L’approccio attuale sembra sempre più ignorare queste complesse relazioni, per interessi, opportunismi e insipienze che richiamano responsabilità, conoscenze e capacità, anche individuali. A una professione senza una rigorosa consapevolezza del proprio ruolo, anche per inadeguata formazione e preparazione, fa riscontro la marginalizzazione dell’architetto, soprattutto in ambito urbanistico, dove la subalternità va di pari passo con l’ignoranza dei fondamenti disciplinari.

La figura dell’architetto nel secolo scorso ha avuto una notevole emancipazione, rispetto alla funzione esornativa delle Beaux-Arts. Con la cultura politecnica si è affermata una sua funzione propositiva e organica alla rivoluzione industriale. È ora invece in una fase decisamente involutiva, col disarmo delle sue competenze tecniche, che ne determina una progressiva limitazione, ancor più in ambito urbanistico, per l’incapacità di corrispondere con adeguate soluzioni funzionali e morfologiche.

La storia del territorio, della città e dell’architettura ci consegna una stratificazione di significati e di forme anche attraverso la bellezza.

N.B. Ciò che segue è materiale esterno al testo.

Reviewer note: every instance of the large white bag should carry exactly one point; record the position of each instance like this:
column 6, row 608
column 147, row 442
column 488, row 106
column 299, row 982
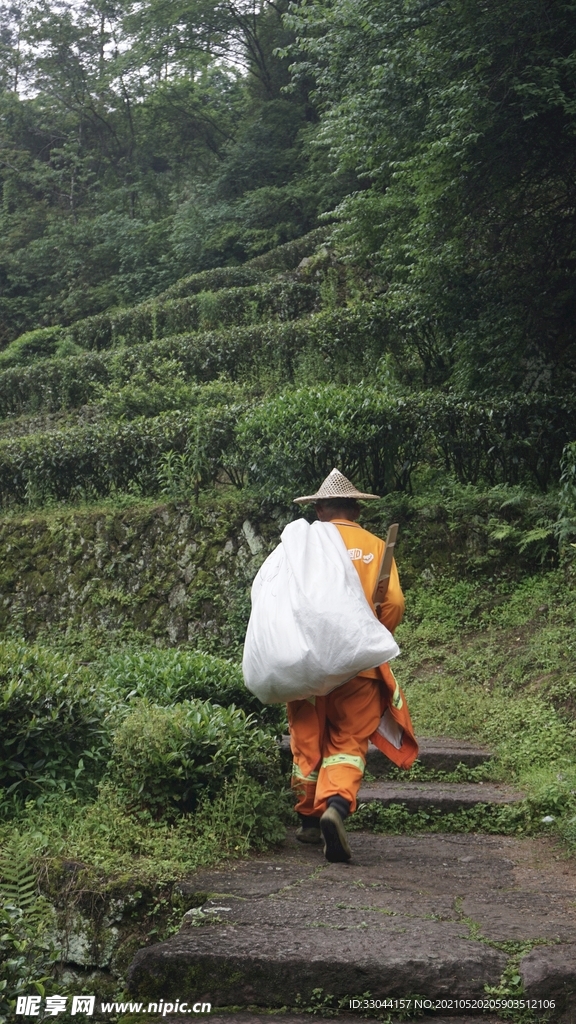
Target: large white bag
column 312, row 628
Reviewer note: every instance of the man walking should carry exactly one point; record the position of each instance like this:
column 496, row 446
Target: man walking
column 329, row 735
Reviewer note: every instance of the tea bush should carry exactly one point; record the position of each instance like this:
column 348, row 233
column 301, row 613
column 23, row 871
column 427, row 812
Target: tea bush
column 168, row 677
column 281, row 258
column 165, row 759
column 205, row 311
column 52, row 731
column 294, row 439
column 343, row 342
column 105, row 458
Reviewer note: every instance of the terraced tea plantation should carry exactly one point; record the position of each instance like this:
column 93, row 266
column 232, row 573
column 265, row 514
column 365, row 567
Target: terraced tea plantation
column 149, row 458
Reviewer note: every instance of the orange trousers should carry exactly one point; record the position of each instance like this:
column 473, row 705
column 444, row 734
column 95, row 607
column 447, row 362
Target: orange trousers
column 329, row 739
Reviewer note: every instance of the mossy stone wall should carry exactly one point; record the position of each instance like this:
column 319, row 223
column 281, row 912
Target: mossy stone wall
column 174, row 571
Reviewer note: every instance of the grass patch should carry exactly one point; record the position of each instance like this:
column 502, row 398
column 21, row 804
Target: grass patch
column 496, row 665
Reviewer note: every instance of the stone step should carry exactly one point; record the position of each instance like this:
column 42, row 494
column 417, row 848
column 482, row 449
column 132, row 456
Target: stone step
column 409, row 914
column 441, row 754
column 446, row 797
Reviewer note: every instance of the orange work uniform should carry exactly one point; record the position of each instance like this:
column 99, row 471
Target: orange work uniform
column 329, row 735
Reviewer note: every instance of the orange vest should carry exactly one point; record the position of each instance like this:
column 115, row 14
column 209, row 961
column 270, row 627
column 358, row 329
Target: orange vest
column 395, row 735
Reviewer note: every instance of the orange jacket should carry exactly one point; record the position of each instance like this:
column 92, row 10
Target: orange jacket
column 395, row 735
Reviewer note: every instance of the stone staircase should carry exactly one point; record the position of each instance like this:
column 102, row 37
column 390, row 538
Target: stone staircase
column 430, row 918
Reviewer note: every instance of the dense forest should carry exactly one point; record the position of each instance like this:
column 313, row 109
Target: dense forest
column 144, row 141
column 242, row 243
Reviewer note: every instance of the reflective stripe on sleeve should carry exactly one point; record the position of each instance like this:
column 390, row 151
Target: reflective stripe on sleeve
column 344, row 759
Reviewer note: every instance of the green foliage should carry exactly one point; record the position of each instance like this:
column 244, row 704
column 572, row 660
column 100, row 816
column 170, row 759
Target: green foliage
column 27, row 957
column 205, row 311
column 165, row 759
column 169, row 677
column 107, row 458
column 294, row 440
column 460, row 120
column 281, row 258
column 52, row 732
column 566, row 525
column 341, row 344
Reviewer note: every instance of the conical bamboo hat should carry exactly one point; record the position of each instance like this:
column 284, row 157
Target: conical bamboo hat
column 335, row 485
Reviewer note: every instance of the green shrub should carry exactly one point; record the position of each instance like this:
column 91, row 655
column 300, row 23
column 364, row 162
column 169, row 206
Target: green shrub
column 513, row 440
column 566, row 526
column 165, row 759
column 33, row 345
column 342, row 344
column 207, row 310
column 294, row 440
column 281, row 258
column 51, row 724
column 168, row 677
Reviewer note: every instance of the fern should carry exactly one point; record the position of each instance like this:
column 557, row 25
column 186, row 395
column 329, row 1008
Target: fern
column 18, row 884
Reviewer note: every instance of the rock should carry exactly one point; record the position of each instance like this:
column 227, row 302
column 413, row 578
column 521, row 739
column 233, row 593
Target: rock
column 254, row 542
column 549, row 973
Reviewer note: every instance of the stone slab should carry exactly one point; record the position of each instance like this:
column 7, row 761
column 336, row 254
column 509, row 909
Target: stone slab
column 549, row 973
column 446, row 797
column 396, row 922
column 440, row 754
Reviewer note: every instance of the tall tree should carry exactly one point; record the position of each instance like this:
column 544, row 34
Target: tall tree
column 459, row 117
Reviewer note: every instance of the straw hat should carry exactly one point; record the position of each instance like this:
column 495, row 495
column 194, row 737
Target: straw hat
column 335, row 485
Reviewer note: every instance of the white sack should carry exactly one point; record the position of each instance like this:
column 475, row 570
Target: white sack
column 312, row 628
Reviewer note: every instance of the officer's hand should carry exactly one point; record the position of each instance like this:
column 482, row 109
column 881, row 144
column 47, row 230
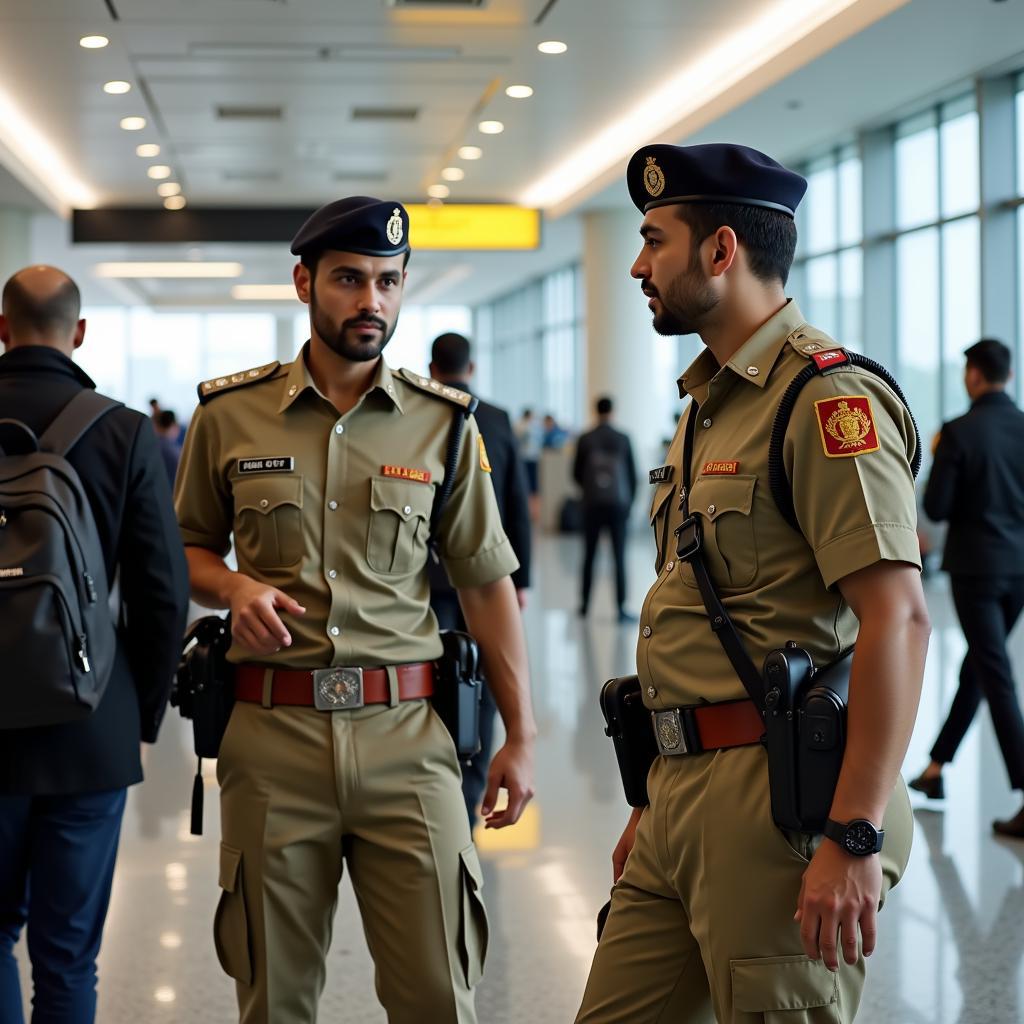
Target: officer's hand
column 255, row 623
column 512, row 769
column 839, row 894
column 625, row 844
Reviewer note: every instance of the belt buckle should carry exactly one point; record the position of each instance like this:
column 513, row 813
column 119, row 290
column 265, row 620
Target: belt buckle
column 669, row 732
column 338, row 689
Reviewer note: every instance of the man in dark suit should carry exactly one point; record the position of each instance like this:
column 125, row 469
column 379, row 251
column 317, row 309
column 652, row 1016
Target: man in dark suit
column 604, row 469
column 977, row 483
column 452, row 363
column 62, row 787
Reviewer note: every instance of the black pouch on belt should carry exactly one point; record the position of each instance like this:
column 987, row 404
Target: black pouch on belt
column 630, row 728
column 204, row 692
column 458, row 689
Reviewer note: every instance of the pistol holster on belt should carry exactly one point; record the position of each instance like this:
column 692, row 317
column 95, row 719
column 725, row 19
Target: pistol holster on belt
column 458, row 690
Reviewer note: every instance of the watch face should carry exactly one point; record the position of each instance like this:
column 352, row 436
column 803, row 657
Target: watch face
column 860, row 839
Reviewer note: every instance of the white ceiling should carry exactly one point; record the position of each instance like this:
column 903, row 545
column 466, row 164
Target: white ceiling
column 322, row 58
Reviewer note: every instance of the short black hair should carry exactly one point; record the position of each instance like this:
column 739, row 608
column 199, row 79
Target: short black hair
column 992, row 358
column 769, row 237
column 451, row 353
column 310, row 260
column 53, row 314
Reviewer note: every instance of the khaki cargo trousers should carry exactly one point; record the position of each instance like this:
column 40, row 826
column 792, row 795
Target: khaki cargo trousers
column 701, row 925
column 303, row 793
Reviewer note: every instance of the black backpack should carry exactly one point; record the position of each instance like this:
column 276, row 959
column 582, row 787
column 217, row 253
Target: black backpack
column 57, row 638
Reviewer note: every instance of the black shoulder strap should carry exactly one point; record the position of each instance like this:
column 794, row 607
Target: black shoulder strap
column 79, row 416
column 689, row 537
column 462, row 414
column 781, row 489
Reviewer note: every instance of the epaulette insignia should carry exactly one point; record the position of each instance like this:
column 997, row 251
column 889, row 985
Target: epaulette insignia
column 435, row 388
column 218, row 385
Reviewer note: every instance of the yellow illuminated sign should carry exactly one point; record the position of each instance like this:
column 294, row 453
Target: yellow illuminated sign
column 473, row 225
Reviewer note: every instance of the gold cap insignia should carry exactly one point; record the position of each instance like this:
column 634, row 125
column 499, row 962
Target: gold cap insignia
column 653, row 178
column 395, row 230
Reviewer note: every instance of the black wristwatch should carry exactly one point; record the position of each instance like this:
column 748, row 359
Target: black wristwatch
column 859, row 838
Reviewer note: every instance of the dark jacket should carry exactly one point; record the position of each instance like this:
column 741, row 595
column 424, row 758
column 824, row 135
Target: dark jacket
column 606, row 438
column 124, row 479
column 509, row 479
column 977, row 482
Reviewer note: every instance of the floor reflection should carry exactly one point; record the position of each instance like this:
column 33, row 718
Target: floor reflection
column 952, row 934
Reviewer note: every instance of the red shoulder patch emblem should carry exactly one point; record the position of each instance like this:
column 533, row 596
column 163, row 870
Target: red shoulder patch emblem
column 847, row 426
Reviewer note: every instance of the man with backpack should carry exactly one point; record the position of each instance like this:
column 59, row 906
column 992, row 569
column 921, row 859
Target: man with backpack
column 84, row 499
column 603, row 467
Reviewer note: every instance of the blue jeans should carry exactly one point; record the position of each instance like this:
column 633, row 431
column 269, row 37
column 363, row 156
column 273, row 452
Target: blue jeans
column 56, row 864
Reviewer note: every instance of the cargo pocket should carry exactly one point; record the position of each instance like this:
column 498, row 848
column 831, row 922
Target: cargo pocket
column 268, row 520
column 399, row 514
column 473, row 924
column 230, row 923
column 723, row 505
column 785, row 989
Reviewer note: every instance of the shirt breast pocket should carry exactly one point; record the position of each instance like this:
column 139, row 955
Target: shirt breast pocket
column 724, row 506
column 399, row 525
column 268, row 521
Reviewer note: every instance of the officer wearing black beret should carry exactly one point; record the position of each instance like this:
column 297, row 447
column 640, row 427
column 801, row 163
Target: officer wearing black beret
column 324, row 473
column 716, row 912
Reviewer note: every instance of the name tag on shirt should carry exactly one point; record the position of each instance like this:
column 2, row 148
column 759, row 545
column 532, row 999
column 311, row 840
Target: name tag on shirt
column 285, row 464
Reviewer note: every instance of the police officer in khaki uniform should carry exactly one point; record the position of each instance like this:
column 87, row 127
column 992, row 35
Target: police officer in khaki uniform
column 717, row 913
column 325, row 472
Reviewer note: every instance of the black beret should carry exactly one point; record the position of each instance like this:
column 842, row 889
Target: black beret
column 718, row 172
column 356, row 224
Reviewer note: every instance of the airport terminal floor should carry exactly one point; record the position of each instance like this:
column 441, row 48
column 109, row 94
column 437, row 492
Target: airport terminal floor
column 952, row 934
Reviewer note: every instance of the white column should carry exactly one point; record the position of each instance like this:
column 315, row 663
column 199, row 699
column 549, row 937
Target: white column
column 625, row 358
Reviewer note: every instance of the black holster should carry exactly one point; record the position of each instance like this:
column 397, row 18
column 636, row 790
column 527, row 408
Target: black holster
column 628, row 723
column 458, row 690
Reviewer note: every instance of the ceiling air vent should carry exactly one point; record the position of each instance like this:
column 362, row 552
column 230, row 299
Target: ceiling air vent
column 385, row 113
column 229, row 112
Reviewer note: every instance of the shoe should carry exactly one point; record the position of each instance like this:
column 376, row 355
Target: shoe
column 1014, row 827
column 931, row 786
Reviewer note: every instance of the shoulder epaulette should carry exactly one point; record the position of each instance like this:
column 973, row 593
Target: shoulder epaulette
column 437, row 389
column 210, row 389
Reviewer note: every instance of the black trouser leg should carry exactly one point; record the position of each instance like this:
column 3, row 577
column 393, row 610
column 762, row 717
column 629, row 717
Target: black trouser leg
column 987, row 610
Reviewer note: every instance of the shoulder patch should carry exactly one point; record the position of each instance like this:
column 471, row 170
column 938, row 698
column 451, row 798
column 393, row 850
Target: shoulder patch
column 218, row 385
column 435, row 388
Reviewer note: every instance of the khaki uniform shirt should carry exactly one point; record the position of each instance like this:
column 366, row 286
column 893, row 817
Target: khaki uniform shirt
column 335, row 510
column 853, row 495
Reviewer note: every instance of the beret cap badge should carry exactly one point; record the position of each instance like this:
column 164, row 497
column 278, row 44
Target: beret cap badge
column 394, row 228
column 653, row 178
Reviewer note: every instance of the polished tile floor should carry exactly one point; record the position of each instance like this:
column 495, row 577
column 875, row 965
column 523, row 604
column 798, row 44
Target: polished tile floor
column 952, row 935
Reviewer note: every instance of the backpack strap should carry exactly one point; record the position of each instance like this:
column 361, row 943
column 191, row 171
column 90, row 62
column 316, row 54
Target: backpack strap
column 79, row 416
column 826, row 361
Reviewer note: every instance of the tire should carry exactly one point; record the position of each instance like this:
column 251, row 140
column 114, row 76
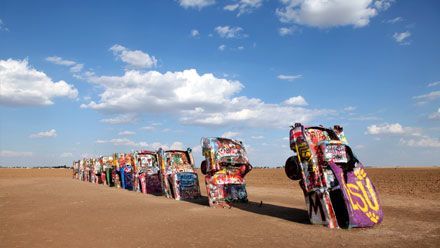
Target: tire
column 292, row 168
column 204, row 167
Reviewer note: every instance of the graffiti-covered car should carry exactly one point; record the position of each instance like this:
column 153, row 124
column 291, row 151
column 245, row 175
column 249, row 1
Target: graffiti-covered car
column 126, row 170
column 337, row 190
column 178, row 176
column 148, row 172
column 225, row 166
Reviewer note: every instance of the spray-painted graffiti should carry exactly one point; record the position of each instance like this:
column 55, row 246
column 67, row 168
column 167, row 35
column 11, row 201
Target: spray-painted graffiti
column 225, row 166
column 178, row 176
column 337, row 191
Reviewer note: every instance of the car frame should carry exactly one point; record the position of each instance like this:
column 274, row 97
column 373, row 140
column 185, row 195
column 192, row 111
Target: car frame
column 148, row 173
column 337, row 190
column 179, row 177
column 224, row 167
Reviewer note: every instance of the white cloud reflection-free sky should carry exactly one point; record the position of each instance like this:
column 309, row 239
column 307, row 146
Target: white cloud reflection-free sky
column 86, row 78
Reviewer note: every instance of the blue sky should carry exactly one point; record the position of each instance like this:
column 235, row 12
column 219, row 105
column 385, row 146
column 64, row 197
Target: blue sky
column 88, row 78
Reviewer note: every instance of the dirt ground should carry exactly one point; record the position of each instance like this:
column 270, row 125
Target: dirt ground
column 46, row 208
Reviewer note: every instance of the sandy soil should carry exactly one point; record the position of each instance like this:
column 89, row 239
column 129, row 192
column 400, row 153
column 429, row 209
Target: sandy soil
column 46, row 208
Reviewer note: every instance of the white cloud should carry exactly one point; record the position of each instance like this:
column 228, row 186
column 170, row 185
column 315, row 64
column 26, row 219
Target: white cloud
column 230, row 135
column 197, row 4
column 395, row 128
column 330, row 13
column 431, row 96
column 153, row 91
column 435, row 115
column 22, row 85
column 118, row 142
column 195, row 33
column 134, row 58
column 120, row 119
column 45, row 134
column 66, row 155
column 177, row 146
column 286, row 31
column 2, row 26
column 296, row 101
column 59, row 61
column 12, row 154
column 383, row 4
column 424, row 141
column 126, row 133
column 252, row 112
column 395, row 20
column 74, row 66
column 244, row 6
column 229, row 32
column 433, row 84
column 289, row 77
column 402, row 37
column 349, row 109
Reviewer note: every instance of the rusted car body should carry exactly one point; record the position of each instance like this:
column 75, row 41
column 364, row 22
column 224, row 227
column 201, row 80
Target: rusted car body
column 337, row 190
column 225, row 167
column 148, row 172
column 178, row 176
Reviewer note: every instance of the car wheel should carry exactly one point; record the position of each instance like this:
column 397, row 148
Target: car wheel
column 292, row 168
column 203, row 167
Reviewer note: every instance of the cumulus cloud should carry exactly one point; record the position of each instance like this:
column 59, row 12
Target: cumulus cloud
column 74, row 66
column 196, row 4
column 118, row 142
column 330, row 13
column 286, row 31
column 195, row 33
column 13, row 154
column 2, row 26
column 134, row 58
column 394, row 128
column 229, row 32
column 431, row 96
column 153, row 91
column 424, row 141
column 296, row 101
column 433, row 84
column 252, row 112
column 349, row 108
column 401, row 38
column 45, row 134
column 383, row 4
column 244, row 6
column 435, row 115
column 22, row 85
column 230, row 135
column 395, row 20
column 66, row 155
column 289, row 77
column 120, row 119
column 126, row 133
column 196, row 99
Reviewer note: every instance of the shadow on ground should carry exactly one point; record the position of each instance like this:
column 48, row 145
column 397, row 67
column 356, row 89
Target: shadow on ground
column 286, row 213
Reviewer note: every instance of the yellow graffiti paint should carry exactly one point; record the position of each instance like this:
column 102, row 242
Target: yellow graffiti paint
column 355, row 204
column 375, row 204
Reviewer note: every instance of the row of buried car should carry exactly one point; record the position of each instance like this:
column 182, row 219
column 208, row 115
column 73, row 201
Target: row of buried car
column 172, row 172
column 337, row 191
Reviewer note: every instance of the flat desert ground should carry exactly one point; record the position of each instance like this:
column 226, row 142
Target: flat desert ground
column 46, row 208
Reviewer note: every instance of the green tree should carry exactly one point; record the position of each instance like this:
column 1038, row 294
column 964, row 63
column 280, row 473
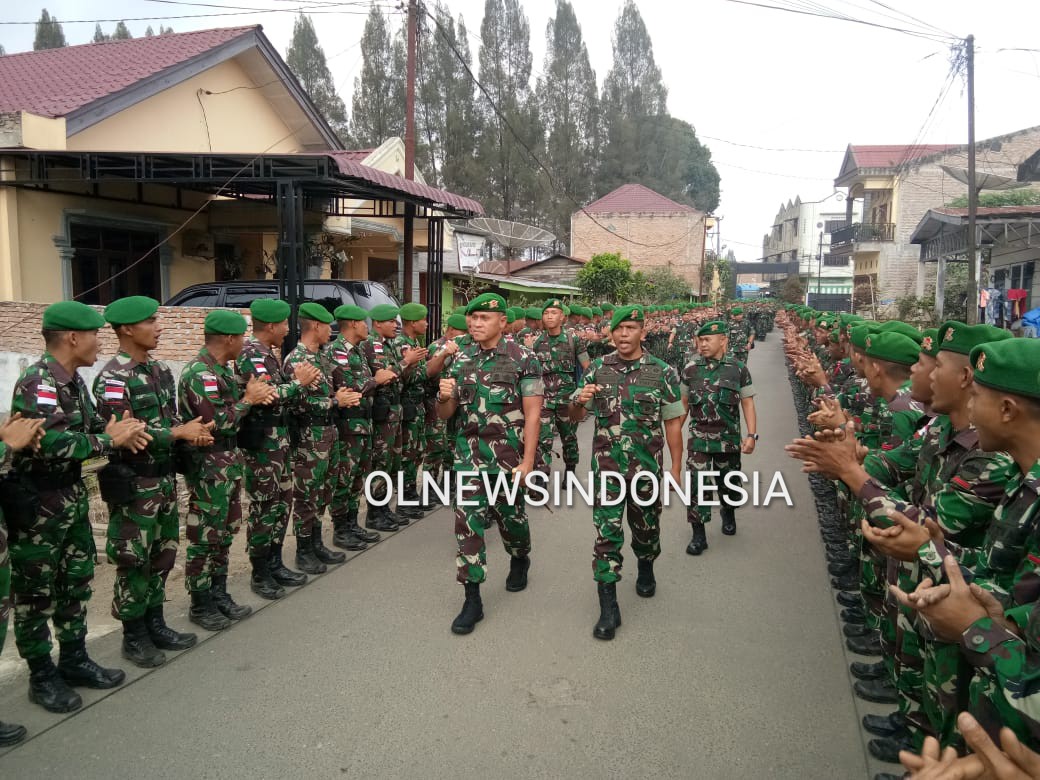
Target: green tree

Categoria, quella della bellezza, difficile e anche opinabile, ma che trae la sua essenza dalla capacità di tramandare messaggi. Una permanenza oltre la soglia del contingente, che connette la tradizione e la conservazione con lo sviluppo civile. Un rigore e una logica che hanno configurato assetti spaziali riconoscibili e condivisi. Una dimensione etnografica e antropologica che si sviluppa progressivamente in modo non lineare, ma in continuità. Così nella civiltà occidentale, ma non solo. E la storia ci allerta anche su possibili regressioni e imbarbarimenti.

La bellezza, quindi, come rintracciabilità e condivisione della trama territoriale e degli artefatti, è un indicatore significativo del buon governo. La sua assenza palesa una carenza di cultura, con spesso una compiacente vulgata progressista su un’urbanistica e un’architettura lontana invece dai bisogni e dalle aspirazioni delle persone.